In that case only remark left is that; my vision may be clouded by my personal workfow but; but I don’t see one switching between Workflows that often to warrant permanently visible tabs on top. Current content/UI screenspace ratio is already crowded so I hope they can be hidden.
Anyway kudos for all the effort, really looking forward to see how this goes :)
About time on the default top bar. One of the most annoying parts of Blender is the overkill modularized UI/UX. `Global’: what a concept.
Looks delicious !
1/ if I understand correctly widget buttons toggle the widget display which is then used to perform the action and tweak it, replacing/complementing the “last operator” panel ? That sounds really good, also seems to solve the longstanding problem of having this panel only in 3DView (provided widgets are available in all editors).
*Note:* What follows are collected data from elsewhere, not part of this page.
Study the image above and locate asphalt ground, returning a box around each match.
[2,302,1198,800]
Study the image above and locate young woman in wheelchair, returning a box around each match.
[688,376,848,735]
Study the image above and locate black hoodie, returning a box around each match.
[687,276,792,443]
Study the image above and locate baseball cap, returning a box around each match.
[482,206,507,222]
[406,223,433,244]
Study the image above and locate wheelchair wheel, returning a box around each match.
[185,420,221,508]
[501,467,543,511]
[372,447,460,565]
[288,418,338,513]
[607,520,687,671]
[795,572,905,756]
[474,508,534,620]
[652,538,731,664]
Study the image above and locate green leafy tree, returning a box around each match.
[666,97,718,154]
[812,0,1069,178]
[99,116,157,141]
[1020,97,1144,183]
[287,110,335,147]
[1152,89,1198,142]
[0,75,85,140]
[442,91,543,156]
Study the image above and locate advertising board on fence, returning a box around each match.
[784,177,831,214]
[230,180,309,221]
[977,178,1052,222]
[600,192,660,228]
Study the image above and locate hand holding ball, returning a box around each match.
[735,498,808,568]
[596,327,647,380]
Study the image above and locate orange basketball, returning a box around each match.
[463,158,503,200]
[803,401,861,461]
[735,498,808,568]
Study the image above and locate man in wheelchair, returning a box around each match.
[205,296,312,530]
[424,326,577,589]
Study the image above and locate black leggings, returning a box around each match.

2/ collections effectively replace groups as a sort of more flexible tagging system ? (much-requested nested groups)
3/ concerning particles, I think it’s a good move that they get their own object type. Many systems are tied to objects right now and it seems to make things complicated to manage technically, not to mention ambiguous from a user pov…
However looking to the future and especially towards the infamous object nodes, I wonder how it is all going to work together – when picturing a future ideal workflow where particle sims could be meshed (absolutely random example) which object type would hold the meshed output ? The particle object would feed its meshing result into a classic mesh object, overriding original mesh data ? Just trying to think ahead.